Tageszeitung: Südkurier, 29.4.2000, Walter Kayser
Dichtung als Gedächtnis
Ein Buch erhellt die dunklen Gedichte des Paul Celan
Innerhalb der Gruppe von Hermetikern, die mit immer
"kühneren" Metaphernballungen sich dicht an die
Randzonen des Sagbaren herantasteten, gilt Paul Celan als besonders
unzugänglich. Die "Todesfuge", jenes Jahrhundertgedicht
über den Holocaust, hat Eingang in alle Lesebücher gefunden
aber darüberhinaus ist der Dichter, der in einer Aprilnacht 1970
sein Leben beendete, ein Autor für Experten.
Jean Firges Buch ist von einem Geistesverwandten geschrieben.

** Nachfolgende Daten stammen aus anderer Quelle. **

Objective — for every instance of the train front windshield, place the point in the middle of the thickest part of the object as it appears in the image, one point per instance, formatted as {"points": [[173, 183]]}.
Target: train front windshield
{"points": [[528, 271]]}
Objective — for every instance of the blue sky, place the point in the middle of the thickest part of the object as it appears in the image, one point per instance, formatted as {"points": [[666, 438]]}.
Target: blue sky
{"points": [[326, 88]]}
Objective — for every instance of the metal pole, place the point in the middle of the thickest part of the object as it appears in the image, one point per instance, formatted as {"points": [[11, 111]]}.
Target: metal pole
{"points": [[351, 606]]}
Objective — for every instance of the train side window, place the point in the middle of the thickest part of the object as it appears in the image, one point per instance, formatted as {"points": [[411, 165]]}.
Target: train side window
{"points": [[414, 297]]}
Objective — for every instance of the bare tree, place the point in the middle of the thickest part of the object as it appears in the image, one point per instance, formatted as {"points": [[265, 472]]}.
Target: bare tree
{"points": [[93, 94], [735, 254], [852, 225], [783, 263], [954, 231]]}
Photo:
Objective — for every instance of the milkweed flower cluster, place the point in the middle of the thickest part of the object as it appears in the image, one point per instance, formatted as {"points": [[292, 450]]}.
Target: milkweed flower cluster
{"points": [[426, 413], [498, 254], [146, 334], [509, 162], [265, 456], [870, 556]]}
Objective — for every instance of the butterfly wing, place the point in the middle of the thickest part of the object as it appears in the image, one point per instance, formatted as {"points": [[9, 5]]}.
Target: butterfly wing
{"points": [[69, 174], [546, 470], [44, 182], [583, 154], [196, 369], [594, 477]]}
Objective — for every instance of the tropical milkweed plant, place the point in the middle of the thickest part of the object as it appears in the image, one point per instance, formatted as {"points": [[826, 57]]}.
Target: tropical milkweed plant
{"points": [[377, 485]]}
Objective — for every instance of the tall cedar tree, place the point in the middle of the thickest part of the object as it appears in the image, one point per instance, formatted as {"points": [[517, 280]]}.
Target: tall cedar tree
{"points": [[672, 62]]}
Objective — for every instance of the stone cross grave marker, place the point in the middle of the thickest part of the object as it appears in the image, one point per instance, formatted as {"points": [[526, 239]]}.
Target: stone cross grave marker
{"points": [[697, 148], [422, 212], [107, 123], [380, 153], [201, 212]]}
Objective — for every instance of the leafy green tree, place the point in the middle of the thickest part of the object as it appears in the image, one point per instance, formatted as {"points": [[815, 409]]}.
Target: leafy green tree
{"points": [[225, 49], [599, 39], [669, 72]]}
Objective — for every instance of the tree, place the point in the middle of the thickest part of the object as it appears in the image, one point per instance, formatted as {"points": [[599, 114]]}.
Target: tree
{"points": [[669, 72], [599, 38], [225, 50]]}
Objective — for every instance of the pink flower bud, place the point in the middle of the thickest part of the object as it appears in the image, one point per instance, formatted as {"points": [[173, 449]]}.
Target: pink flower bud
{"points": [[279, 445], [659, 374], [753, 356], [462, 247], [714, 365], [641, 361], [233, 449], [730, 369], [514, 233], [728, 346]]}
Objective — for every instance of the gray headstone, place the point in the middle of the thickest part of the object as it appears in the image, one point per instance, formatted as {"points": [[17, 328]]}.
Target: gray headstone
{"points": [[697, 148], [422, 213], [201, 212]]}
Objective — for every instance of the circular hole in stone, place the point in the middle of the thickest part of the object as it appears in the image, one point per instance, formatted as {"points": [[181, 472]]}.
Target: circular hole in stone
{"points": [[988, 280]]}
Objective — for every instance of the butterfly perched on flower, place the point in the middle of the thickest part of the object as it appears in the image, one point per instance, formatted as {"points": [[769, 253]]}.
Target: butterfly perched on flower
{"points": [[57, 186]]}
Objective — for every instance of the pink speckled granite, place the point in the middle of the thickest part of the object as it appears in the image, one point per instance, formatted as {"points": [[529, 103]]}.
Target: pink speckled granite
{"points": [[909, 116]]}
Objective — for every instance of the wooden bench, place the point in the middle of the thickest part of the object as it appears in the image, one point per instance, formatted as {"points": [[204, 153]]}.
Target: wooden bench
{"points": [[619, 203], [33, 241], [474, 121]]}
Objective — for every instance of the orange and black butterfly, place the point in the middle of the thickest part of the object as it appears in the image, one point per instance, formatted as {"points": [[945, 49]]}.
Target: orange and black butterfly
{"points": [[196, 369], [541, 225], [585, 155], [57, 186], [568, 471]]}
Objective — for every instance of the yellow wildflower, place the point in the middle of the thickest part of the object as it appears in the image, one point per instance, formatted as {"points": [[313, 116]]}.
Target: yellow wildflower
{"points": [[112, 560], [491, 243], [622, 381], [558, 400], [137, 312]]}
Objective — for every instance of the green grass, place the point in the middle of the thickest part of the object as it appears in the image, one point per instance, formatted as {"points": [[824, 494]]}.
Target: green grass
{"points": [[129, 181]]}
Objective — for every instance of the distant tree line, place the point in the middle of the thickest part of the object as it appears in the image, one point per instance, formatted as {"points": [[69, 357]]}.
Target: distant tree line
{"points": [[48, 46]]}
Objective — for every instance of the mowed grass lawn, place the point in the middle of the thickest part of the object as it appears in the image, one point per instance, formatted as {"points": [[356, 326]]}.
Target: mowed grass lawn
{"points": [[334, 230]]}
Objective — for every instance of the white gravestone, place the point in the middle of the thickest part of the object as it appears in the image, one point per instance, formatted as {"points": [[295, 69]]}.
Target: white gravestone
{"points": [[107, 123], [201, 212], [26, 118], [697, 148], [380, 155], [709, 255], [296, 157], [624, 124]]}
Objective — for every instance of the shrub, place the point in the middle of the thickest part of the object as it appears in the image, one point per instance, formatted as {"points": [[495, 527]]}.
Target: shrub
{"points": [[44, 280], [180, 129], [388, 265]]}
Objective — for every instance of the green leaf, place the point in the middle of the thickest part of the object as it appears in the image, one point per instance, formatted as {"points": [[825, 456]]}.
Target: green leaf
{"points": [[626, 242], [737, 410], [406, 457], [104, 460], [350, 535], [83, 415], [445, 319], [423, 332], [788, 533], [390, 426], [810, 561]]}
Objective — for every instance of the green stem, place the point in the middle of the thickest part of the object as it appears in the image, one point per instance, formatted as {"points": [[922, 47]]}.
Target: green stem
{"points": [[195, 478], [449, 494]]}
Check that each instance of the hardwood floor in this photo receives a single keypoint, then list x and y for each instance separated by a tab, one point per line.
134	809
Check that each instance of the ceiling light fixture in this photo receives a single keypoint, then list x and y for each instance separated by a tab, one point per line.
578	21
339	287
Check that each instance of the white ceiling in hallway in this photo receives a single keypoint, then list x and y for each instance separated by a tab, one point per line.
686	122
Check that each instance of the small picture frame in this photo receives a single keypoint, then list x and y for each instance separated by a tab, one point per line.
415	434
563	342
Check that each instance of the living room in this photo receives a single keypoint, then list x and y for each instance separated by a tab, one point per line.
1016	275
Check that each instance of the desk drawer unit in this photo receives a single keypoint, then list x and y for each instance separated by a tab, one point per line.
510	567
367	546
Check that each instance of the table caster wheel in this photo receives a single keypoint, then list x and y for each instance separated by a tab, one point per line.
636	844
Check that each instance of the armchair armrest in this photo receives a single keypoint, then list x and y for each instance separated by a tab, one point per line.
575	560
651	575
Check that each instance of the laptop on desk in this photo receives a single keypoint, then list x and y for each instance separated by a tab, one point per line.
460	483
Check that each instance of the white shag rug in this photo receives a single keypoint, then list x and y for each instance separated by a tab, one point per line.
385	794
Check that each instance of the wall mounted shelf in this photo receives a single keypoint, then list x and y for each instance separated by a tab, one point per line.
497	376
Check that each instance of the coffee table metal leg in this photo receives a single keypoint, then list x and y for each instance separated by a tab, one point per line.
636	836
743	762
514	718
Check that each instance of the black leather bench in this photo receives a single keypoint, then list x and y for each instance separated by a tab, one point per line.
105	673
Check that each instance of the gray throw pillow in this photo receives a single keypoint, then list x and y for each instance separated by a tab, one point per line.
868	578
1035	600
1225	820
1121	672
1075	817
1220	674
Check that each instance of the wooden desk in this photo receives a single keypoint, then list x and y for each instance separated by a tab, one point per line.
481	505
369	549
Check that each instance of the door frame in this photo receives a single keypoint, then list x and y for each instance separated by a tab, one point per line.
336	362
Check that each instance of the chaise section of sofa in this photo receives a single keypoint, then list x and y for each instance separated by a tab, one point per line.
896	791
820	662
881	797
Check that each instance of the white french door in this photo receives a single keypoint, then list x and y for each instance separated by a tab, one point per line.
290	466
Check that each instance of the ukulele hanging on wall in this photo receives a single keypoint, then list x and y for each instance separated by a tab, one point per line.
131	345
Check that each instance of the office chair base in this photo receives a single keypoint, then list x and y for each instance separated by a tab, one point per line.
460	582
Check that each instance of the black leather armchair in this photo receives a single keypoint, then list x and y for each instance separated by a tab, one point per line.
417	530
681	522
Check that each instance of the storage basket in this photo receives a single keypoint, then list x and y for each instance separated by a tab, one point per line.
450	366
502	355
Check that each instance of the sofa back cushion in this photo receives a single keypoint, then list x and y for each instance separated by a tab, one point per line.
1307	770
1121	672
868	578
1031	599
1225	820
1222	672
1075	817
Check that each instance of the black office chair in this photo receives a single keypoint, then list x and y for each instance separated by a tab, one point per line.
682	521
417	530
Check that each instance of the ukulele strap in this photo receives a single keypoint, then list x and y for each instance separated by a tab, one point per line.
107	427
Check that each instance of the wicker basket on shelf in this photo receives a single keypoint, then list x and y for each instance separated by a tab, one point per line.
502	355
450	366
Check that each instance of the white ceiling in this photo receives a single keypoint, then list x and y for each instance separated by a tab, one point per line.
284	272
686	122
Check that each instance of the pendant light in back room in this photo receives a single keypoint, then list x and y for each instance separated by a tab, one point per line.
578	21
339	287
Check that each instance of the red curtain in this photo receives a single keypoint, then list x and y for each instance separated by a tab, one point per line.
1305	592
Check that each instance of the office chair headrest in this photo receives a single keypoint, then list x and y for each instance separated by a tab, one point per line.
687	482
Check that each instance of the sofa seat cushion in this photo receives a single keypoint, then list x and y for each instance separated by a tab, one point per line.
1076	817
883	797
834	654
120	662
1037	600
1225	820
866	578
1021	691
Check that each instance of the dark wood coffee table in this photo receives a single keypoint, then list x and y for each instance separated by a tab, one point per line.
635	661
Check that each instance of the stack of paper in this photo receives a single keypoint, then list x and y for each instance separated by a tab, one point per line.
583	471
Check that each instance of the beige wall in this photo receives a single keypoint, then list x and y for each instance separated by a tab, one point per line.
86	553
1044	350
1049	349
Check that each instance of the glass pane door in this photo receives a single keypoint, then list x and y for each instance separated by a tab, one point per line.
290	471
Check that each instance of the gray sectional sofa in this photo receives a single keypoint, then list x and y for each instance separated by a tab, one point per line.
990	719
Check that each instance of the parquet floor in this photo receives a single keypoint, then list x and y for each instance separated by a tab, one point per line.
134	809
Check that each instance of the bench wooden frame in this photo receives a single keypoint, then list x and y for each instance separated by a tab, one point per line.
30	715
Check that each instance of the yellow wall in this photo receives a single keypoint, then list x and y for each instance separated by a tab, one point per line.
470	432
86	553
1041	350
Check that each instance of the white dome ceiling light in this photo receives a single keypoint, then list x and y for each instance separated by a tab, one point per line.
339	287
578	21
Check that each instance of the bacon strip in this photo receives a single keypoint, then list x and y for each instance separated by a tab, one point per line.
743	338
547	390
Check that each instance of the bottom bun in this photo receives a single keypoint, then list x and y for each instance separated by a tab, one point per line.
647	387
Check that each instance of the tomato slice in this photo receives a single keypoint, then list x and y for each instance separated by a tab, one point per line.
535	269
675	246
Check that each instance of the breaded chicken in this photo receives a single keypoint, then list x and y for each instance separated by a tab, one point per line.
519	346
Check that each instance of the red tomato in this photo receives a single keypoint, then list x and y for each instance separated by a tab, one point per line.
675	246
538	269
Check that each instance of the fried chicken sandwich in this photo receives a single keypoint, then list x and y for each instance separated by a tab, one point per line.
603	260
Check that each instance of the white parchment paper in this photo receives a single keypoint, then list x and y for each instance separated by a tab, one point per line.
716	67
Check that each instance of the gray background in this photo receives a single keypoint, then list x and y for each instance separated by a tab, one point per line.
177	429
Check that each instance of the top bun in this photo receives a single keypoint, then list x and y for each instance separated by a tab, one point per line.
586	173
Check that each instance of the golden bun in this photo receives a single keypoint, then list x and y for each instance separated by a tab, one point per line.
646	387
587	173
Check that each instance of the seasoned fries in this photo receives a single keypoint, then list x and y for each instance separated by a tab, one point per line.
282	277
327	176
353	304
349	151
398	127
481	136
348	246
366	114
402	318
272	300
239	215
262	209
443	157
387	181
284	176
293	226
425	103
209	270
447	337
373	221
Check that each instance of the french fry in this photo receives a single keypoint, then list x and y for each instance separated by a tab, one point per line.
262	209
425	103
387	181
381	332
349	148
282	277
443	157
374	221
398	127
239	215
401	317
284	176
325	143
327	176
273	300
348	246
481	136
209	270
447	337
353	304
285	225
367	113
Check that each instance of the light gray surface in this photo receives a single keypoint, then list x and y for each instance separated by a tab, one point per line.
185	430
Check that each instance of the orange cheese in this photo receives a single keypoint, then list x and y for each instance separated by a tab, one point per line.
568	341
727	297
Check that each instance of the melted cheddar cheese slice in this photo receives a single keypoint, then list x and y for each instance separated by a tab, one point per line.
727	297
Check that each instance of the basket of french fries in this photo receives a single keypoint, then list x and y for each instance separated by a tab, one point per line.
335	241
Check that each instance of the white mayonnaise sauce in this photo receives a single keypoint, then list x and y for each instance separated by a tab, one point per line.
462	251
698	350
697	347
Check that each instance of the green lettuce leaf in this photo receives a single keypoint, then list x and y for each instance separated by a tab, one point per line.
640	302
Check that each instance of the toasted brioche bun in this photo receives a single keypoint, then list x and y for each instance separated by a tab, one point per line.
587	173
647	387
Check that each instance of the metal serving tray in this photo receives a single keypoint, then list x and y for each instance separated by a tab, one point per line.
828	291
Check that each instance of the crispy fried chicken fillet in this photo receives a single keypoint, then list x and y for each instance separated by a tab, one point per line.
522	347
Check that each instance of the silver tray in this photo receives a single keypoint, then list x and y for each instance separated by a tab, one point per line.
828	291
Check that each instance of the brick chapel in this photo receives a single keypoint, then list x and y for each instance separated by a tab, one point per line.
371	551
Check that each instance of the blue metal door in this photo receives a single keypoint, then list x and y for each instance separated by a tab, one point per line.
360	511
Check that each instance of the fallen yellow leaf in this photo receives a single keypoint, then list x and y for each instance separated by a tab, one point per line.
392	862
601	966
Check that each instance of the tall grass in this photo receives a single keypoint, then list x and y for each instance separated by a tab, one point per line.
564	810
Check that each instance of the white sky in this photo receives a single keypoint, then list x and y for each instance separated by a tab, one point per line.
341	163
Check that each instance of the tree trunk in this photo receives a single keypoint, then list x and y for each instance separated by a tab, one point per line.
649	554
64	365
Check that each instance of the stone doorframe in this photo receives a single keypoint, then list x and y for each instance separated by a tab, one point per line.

Der
Verfasser, Professor der Romanistik, ist wie Celan selbst immer ein
Grenzgänger zwischen den beiden Literaturen gewesen. Er hat den
Dichter anläßlich seiner Promotion im Jahre 1959
kennengelernt und nunmehr seit vierzig Jahren mit Anteilnahme über
seine Verse nachgedacht. Diese profunde Kenntnis ist auf jeder Seite zu
spüren. Ein weiterer Vorzug: Das Buch folgt nicht etwa der
Chronologie des Werkes, das von Veröffentlichung zu
Veröffentlichung von, der „starken Neigung des Gedichts zum
Verstummen" zeugt. Vielmehr wird mit den zentralen Motiven von
Reise, Tod, Traum und Melancholie der Horizont des Verstehens
abgesteckt.
Gerade die Bildkraft von Symbolen war es ja, die der Dichter
gegen die Leidenserfahrung setzte. Für uns Leser ergibt sich so
die Möglichkeit, in immer neuen Tiefenbohrungen in die
abgründige Welt der Celanschen Lyrik, vorzudringen. Die
konzentrischen Kapitel setzen sich wiederum aus vielen kleinen
Bausteinen in Form von nicht weniger als 80 Einzelinterpretationen
zusammen. Sie sind mit poetischen Chiffren des Dichters
überschrieben und entfalten so ein gleichsam schwebendes Netz von
sich verdichtenden Bezügen. Die Ausdrucksweise des Verfas-sers
zeugt von der souveränen Leichtigkeit, die wohl erst ist, wenn man
mit dem Gegenstand seiner Untersuchung derart vertraut ist.
Wir erfahren von Celans Neigung, intertextuell mit versteckten
Zitaten zu arbeiten, von seinem Verhältnis zum französischen
Symbolismus und Surrealismus, zur ostjüdischen Kabbala, vor allem
von der alles prägenden Bindung an die Mutter, die 1943 irgendwo
in einem Todeslager ermordet wurde. - Für den Kenner als eine
Summe, für den interessierten Laien als
„Einführung" unbedingt zu empfehlen.
WALTER KAYSER
Jean Firges: „Den Acheron durchquert ich“.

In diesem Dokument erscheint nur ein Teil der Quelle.